Department of Molecular Biology and Biochemistry, University of California, Irvine, Irvine, CA, 92697-3900, USA.
Department of Chemistry, University of California, Irvine, Irvine, CA, 92697-2025, USA.
Chem Asian J. 2017 Aug 17;12(16):1985-1996. doi: 10.1002/asia.201700624. Epub 2017 Jun 28.

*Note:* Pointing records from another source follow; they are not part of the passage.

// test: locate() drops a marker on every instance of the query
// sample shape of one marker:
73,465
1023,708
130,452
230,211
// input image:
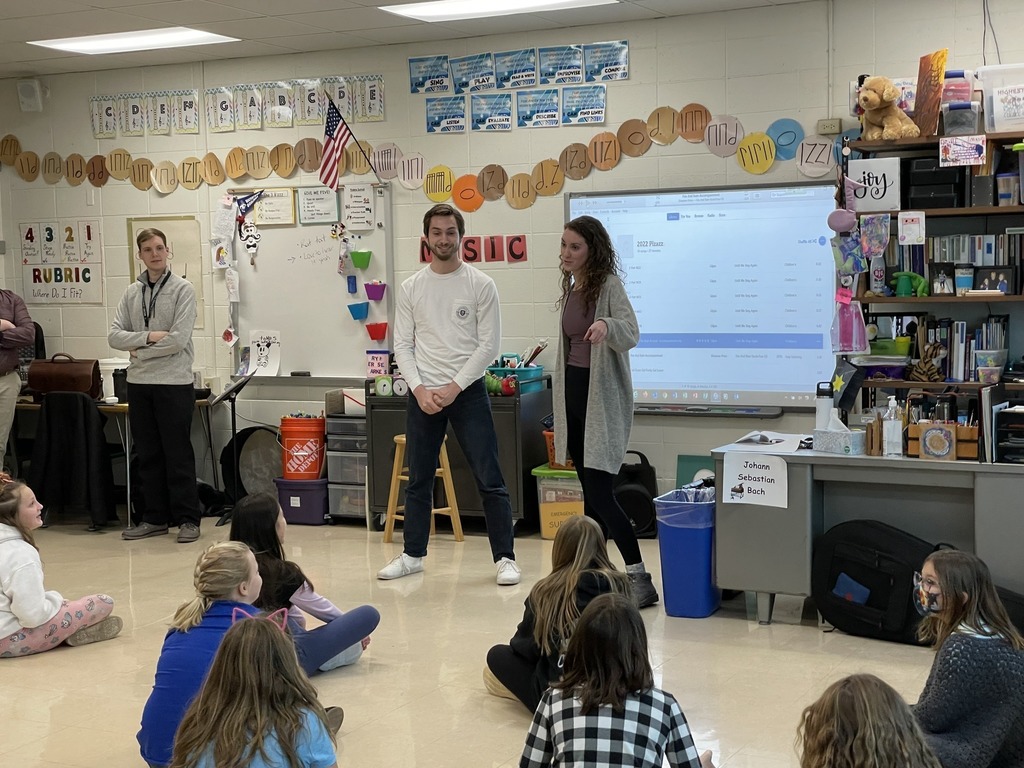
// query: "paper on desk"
769,442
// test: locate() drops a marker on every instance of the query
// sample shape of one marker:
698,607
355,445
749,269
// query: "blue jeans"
320,644
470,419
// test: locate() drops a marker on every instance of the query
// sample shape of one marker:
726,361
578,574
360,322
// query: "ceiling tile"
184,12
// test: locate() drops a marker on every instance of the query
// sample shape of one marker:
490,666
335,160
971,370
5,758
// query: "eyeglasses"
929,584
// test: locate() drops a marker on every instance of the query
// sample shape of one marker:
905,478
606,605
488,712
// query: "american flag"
336,135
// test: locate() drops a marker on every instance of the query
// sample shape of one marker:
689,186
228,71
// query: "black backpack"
635,489
862,580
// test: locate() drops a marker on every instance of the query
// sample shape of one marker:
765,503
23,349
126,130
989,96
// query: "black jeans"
516,674
474,428
161,430
598,499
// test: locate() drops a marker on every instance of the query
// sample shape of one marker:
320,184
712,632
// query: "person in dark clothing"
16,331
154,323
971,710
580,571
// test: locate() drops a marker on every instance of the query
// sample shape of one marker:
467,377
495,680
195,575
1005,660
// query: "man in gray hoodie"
154,324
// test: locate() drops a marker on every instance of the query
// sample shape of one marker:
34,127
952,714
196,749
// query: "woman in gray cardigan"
593,388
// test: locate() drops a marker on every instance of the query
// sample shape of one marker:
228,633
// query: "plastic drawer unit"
346,466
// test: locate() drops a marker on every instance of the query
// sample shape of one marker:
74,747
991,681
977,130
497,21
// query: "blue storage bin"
686,541
530,378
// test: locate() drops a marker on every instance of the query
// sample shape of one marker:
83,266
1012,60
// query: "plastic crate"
530,378
303,502
559,497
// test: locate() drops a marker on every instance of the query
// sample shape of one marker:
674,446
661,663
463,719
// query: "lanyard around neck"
147,312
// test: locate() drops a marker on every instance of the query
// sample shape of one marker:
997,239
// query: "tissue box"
848,443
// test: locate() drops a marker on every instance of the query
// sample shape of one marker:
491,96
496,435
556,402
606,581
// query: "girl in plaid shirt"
605,711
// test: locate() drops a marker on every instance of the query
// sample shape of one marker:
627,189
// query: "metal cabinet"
520,448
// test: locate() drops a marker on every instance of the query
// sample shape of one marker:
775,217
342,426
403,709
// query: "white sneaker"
399,566
508,572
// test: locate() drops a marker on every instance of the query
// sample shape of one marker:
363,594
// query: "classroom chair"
399,474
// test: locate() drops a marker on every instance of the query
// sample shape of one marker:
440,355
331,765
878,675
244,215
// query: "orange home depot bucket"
302,446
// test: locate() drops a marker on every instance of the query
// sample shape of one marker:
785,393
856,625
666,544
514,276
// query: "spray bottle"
892,430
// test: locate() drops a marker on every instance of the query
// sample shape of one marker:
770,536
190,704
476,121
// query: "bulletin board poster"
185,244
584,103
446,115
474,73
62,261
429,75
537,109
492,112
515,69
604,61
560,64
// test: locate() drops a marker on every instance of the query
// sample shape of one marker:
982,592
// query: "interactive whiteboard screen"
733,288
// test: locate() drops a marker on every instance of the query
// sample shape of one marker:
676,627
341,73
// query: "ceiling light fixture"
122,42
455,10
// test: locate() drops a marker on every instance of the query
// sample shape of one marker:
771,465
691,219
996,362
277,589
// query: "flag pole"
358,144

The reduction of CO into useful products, including hydrocarbon fuels, is an ongoing area of particular interest due to efforts to mitigate buildup of this greenhouse gas. While the industrial Fischer-Tropsch process can facilitate the hydrogenation of CO with H to form short-chain hydrocarbon products under high temperatures and pressures, a desire to perform these reactions under ambient conditions has inspired the use of biological approaches. Particularly, enzymes offer insight into how to activate and reduce CO , but only one enzyme, nitrogenase, can perform the multielectron, multiproton reduction of CO into hydrocarbons. The vanadium-containing variant, V-nitrogenase, displays especial reactivity towards the hydrogenation of CO and CO . This Focus Review discusses recent progress towards the activation and reduction of CO with three primary V-nitrogenase systems. These systems span both ATP-dependent and ATP-independent processes and utilize approaches with whole cells, isolated proteins, and extracted cofactors.
将 CO 还原为有用的产品,包括碳氢燃料,是一个特别引人关注的领域,因为人们正在努力减少这种温室气体的积累。虽然工业费托合成工艺可以促进在高温高压下用 H 将 CO 加氢形成短链碳氢化合物产品,但人们希望在环境条件下进行这些反应,这激发了对生物方法的使用。特别是,酶为如何激活和还原 CO 提供了深入的了解,但只有一种酶,氮酶,能够将 CO 多电子、多质子还原成碳氢化合物。含钒的变体 V-氮酶对 CO 和 CO 的加氢具有特别的反应活性。本重点综述讨论了在三种主要的 V-氮酶系统中激活和还原 CO 的最新进展。这些系统涵盖了依赖 ATP 和不依赖 ATP 的过程,并利用了全细胞、分离蛋白和提取辅因子的方法。